Delegating for the Homeschooling Mom
First things first. Go ahead and tell yourself that you’re not any less of a mom or some horrible homeschool parent if you choose to use what resources are readily available for you. Families from times past also had help… it was called community, and family. Now that we’ve gotten that out of the way, let’s talk about how you can make this journey a bit easier for yourself.
Don’t get caught up in thinking you need to do more.
Most homeschooling moms already know that even a “traditional” day of homeschooling typically won’t last longer than 3-4 hours, yet somehow we believe it’s not enough. Keep in mind that homeschooling can be done any part of the day and according to your child’s unique learning style. Even if your kids are not sitting at desks waiting for bells to ring to indicate a switch in subjects – they are still learning.
Think about it this way: you can work a full-time job (40 hours a week), homeschool for half that time (20 hours), get a full night’s rest (8 hours), and still have 52 hours to do other things! Oh the possibilities!
Join a local homeschool group
Local homeschool groups are popping up all over the place. Typically run by a group of moms, these groups have the potential for offering extracurricular activities, co-op classes, field trip gatherings, and more. Some groups even host dances, geography and science fairs, as well as high school graduations.
Utilize Virtual Resources
Online learning has definitely made its mark and parents are (and should) take full advantage of it. There’s a wide range of online learning resources from Outschool to Khan Academy who offer synchronous and asynchronous courses for kids. Some online programs offer a complete learning program that is tuition based and includes everything you could think of.

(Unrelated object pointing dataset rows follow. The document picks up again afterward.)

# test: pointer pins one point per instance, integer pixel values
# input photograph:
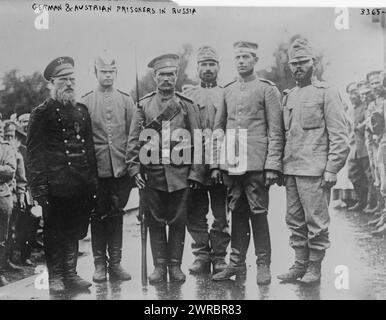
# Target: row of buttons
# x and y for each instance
(64, 130)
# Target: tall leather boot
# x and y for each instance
(313, 273)
(71, 279)
(53, 251)
(99, 245)
(3, 281)
(114, 248)
(299, 268)
(176, 244)
(158, 244)
(240, 238)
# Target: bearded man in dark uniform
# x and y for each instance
(62, 173)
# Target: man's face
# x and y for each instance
(9, 137)
(24, 124)
(366, 95)
(208, 70)
(106, 78)
(64, 89)
(354, 96)
(245, 63)
(376, 84)
(166, 78)
(302, 70)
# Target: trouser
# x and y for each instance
(161, 209)
(5, 215)
(307, 215)
(213, 245)
(382, 167)
(372, 149)
(65, 223)
(26, 226)
(248, 202)
(359, 173)
(107, 222)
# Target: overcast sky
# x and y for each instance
(349, 54)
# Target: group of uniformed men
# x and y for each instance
(84, 158)
(18, 226)
(367, 159)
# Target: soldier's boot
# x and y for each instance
(100, 273)
(158, 244)
(99, 245)
(200, 266)
(376, 221)
(72, 280)
(313, 273)
(219, 265)
(159, 274)
(229, 272)
(263, 273)
(299, 268)
(3, 281)
(176, 243)
(53, 252)
(114, 248)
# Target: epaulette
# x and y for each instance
(180, 95)
(228, 84)
(87, 94)
(287, 91)
(320, 84)
(267, 81)
(80, 104)
(148, 95)
(124, 93)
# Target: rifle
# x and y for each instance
(141, 214)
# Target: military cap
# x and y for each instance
(105, 62)
(19, 131)
(58, 67)
(24, 117)
(300, 50)
(206, 53)
(351, 84)
(364, 86)
(373, 73)
(9, 128)
(245, 46)
(169, 60)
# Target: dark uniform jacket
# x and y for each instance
(316, 132)
(164, 177)
(111, 114)
(60, 151)
(7, 168)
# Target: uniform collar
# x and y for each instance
(105, 90)
(249, 78)
(163, 98)
(208, 85)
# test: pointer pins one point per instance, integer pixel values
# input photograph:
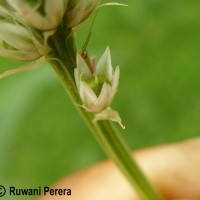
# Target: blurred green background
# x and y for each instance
(157, 45)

Working homeschool moms find these to be the perfect fit for helping teach their children while they work. Even for moms who aren’t working, these supplements come in handy for switching things up a bit or tackling those hard subjects.
Related: Online Classes for Homeschoolers
Get all hands on deck
This has less to do about actual homeschooling and more to do with household chores and responsibilities. Make sure your spouse or partner is contributing to taking care of the house and kids. Give your kids daily chores, meal plan, set grocery shopping and errand days, and find other ways to make your job as a mom easier. Communicate with everyone and let them know their help will be expected in order to keep the house and homeschool running smooth.
You Don’t Have to Homeschool Alone
The overall goal here is to share the load and keep yourself from getting stressed out. It’s super hard to give your kids what they need if you’re on the verge of burning out. Don’t hesitate to set up play dates, library meetups, or take advantage of programs your local community may be hosting. All of these will work in your favor as well as offer your child unique learning experiences that they’ll look back and thank you for.
Remember, you don’t have to do this alone and help is there.